The 69,000-square-foot MARBIONC Building, a research lab at the University of North Carolina Wilmington, employs Smardt chillers with Danfoss Turbocor compressors. - The ACHR News

SCHOOL SMARTS: The 69,000-square-foot MARBIONC Building, a research lab at the University of North Carolina Wilmington, employs Smardt chillers with Danfoss Turbocor® compressors to exceed ASHRAE Standard 90.1 for baseline energy efficiency.

Located just 100 yards from the Atlantic Intercoastal Waterway and 500 yards from the Atlantic Ocean itself, UNCW takes marine science seriously. UNCW CREST Research Park includes three world-class marine laboratories, including the MARBIONC Building — a new 69,000-square-foot interdisciplinary research facility for marine biotechnology. A LEED Silver facility, the MARBIONC Building leases labs to commercial enterprises that require reliable, energy-efficient 24/7/365 cooling. That’s why Steve Sharpe, energy manager for UNCW, selected Smardt chillers using Danfoss Turbocor® compressors to handle humidity that ranges from Amazon-rainforest highs to Seattle lows.

“Summers can get pretty swampy on the North Carolina coast,” said Sharpe. “But it’s a mid-Atlantic region, so we experience climate variations throughout the year. Consequently, we decided to build a chiller plant that could take advantage of that wide range of operating conditions and still run reliably. If we lose cooling, we can lose research — which is very bad. Smardt centrifugal chillers with Danfoss Turbocor magnetic-bearing variable-speed compressors could handle that range of conditions with 100 percent reliability.”

Sharpe aimed to build the chilled water plant to exceed ASHRAE Standard 90.1-2013, Energy Standard for Buildings Except Low-Rise Residential Buildings, which requires selecting chillers optimized for part-load conditions as gauged by the Integrated Part Load Value (IPLV) metric. IPLV measures chiller efficiency over a range of operating conditions — precisely the situation Sharpe was facing.

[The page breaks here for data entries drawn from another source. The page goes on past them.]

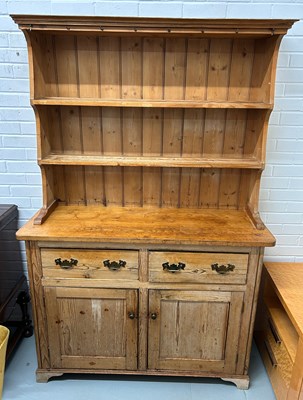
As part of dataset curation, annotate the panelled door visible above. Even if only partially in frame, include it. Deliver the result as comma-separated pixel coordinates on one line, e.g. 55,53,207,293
148,290,244,373
44,287,138,370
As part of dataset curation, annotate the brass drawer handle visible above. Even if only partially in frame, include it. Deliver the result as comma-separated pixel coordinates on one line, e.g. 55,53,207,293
211,263,236,275
268,318,281,344
103,260,126,271
162,262,186,272
264,340,278,368
55,258,78,269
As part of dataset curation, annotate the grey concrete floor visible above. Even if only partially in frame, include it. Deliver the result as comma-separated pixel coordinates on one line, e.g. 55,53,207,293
3,337,275,400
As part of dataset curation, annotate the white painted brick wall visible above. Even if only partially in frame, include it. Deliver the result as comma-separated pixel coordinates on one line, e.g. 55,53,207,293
0,0,303,262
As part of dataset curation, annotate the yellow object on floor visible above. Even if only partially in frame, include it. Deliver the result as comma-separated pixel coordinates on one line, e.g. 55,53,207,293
0,325,9,400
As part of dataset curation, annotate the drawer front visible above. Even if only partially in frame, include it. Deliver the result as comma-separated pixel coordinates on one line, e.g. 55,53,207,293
149,251,249,284
41,248,138,280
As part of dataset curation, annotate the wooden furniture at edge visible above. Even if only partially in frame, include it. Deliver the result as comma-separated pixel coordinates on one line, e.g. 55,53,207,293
255,262,303,400
13,15,294,388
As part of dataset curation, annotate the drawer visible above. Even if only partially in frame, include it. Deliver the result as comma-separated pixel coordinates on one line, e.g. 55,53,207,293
41,248,138,280
149,251,249,284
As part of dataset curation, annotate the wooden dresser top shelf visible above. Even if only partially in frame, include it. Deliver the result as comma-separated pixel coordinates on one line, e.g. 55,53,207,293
18,205,275,246
264,262,303,337
12,14,297,37
39,154,264,169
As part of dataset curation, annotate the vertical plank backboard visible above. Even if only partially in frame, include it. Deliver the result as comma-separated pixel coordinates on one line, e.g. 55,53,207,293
142,38,165,207
228,39,255,101
122,108,142,206
164,38,186,100
99,36,122,99
55,35,79,97
185,38,210,100
142,37,164,99
77,35,100,98
207,39,232,101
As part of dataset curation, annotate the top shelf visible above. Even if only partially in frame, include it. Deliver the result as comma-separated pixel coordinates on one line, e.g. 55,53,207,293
12,15,296,37
31,97,273,110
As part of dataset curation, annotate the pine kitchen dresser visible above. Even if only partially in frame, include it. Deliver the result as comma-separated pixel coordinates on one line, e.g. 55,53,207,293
13,15,294,389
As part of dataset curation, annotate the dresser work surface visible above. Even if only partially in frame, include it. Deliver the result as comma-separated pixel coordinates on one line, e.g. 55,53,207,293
12,15,295,389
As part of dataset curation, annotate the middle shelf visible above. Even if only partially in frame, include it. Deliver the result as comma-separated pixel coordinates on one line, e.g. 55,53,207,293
39,154,264,169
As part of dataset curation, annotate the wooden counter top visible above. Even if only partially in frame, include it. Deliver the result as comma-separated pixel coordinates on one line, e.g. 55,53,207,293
264,262,303,336
17,206,275,246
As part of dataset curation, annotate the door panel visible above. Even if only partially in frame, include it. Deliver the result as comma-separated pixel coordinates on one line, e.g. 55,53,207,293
148,290,243,373
45,287,138,369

“Our climate extremes are 97.5°F dry bulb and 88.3° wet bulb temperatures,” Sharpe explained. “The MARBIONC Building uses nearly 100 percent outside air. So, when you have high wet bulb temperatures, you have to wring the moisture out of the outside air being supplied inside. Outdoors, the high humidity hampers evaporation, making it tough for cooling towers to reject heat into the atmosphere.”

Fortunately, less than 150 hours a year occur at the highest dry bulb and wet bulb temperatures — creating potential to save energy during lower operating conditions. Based on ASHRAE recommendations at that time, the most efficient type of plant was determined to be a single, primary-flow, fully variable-volume chiller plant. To take maximum advantage of the 8,610 hours operating below full load, Sharpe selected two 750-ton Smardt WA240 water-cooled variable-speed chillers. Each chiller uses five Danfoss Turbocor TT400 oil-free magnetic-bearing centrifugal compressors, each with a nomical rating of 150 tons.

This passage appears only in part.